Commentary:Ketamine is an old drug, primarily used as an anesthetic. However, the potential use of ketamine as an antidepressant has also been highlighted recently. While the onset of ketamine's antidepressant action is fast, notable side effects include euphoric and dissociative properties (earning its place as a street drug by the name of Special-K), as well as the development of addiction. Ketamine's mechanism of action as antidepressant had been thought to involve N-methyl-D-aspartic acid (NMDA) glutamate receptors. However, attempts to replace ketamine with NMDA receptor blockers with a superior safety profile have thus far been unsuccessful. The present study represents a major chemical detective work to unravel the basis of ketamine's action and provide a safer, more efficacious antidepressant. Ketamine has been known to be metabolized in vivo to a number of products, and the team's painstaking work determined that a single enantiomer—(2R, 6R)-hydroxynorketamine (2R,6R)-HNK)—was the key metabolite responsible for the beneficial action of ketamine (see
figure
). In mice, (2R, 6R)-HNK produced rapid antidepressant effects and, even when delivered at high doses relative to ketamine, failed to display the negative effects associated with ketamine, such as dissociative properties and propensity to cause addiction (as seen by a complete lack of self-administration of intravenous (2R, 6R)-HNK, in contrast to ketamine which was readily self-administered). To the team's surprise, (2R,6R)-HNK did not show signs of NMDA-receptor engagement as determined by tritiated tracer displacement in a biochemical test and functional inhibition test of NMDA-receptors in stratum radiatum interneurons in hippocampal slices; rather, (2R,6R)-HNK's action appears to be associated with activation of alpha-amino-3-hydroxy-5-methyl-4-isoxazole propionic acid receptors. The superior drug profile of (2R, 6R)-HNK, as established in murine models, should form the basis for testing this unique metabolite for toxicity and efficacy in humans. Contributed by Anton Simeonov.
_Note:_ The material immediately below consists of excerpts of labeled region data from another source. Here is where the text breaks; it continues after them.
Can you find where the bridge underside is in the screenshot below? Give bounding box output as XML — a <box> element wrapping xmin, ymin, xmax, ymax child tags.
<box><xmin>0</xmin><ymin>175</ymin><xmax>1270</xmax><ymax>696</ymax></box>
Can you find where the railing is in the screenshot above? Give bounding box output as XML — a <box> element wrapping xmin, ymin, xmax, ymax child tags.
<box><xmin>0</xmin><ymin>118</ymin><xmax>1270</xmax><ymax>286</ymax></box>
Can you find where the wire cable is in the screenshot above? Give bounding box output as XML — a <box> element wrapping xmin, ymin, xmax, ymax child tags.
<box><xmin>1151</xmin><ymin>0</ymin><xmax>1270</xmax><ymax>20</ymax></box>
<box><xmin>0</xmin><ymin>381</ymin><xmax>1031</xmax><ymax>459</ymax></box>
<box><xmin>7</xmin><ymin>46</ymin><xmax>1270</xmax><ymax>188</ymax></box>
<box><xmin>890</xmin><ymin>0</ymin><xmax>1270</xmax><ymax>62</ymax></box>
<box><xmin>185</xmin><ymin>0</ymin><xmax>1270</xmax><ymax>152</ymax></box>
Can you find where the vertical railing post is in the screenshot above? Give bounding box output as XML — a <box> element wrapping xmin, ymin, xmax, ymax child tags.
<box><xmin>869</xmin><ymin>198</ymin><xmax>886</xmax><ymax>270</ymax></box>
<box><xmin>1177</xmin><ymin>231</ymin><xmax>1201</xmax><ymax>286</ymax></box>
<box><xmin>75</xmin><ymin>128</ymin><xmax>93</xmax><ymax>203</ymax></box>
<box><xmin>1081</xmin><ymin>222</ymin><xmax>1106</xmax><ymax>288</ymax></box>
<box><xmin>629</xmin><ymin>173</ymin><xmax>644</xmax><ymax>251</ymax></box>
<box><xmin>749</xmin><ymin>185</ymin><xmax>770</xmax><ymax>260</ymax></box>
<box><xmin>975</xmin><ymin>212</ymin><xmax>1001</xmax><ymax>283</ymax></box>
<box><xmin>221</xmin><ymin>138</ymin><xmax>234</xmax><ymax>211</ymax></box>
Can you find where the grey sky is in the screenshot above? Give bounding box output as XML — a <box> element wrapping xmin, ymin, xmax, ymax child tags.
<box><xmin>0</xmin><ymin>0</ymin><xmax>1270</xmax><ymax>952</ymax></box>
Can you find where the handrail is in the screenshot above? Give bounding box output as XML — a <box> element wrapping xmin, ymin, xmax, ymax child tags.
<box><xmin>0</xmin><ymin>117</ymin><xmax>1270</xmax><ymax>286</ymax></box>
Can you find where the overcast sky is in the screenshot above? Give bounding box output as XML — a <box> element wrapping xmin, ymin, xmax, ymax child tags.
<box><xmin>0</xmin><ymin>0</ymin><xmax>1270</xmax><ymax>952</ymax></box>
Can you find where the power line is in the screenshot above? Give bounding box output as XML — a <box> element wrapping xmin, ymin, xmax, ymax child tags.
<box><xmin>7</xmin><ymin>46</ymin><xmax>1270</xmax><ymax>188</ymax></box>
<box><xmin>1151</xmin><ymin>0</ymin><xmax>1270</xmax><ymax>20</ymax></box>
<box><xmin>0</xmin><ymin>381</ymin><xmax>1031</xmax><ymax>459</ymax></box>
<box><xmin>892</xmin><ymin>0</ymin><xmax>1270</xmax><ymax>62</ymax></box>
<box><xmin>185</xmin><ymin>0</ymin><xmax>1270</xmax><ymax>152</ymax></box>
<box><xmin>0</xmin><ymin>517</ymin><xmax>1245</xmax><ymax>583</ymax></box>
Metabolism of ketamine to (2R,6R)-HNK is necessary and sufficient to exert ketamine-related antidepressant actions. (a), Simplified diagram of (R,S)-KET metabolism. (b–e), Greater antidepressant-like actions of ketamine in female mice compared to males (b) are associated with higher brain levels of (2S,6S;2R,6R)-HNK (e), but not KET (c) or norketamine (norKET) (c). (f–h), Brain levels of KET (f), norKET (g) and (2S,6S;2R,6R)-HNK (h) after administration of (R,S)-KET and 6,6-dideuteroketamine ((R,S)-d2-KET). (i, j), Effects of (R,S)-KET and (R,S)-d2-KET in the 1-h and 24-h FST (i) and the learned helplessness test (j). (k, l), Compared to (2S,6S)-HNK, (2R,6R)-HNK manifested greater potency and longer-lasting antidepressant-like effects in the FST (k) and learned helplessness test (l). (m), (2R,6R)-HNK reversed chronic social defeat-induced social interaction deficits. Data are mean ± s.e.m.*P < 0.05, **P < 0.01, ***P < 0.001 (see Supplementary Table 1 for statistical analyses and n numbers).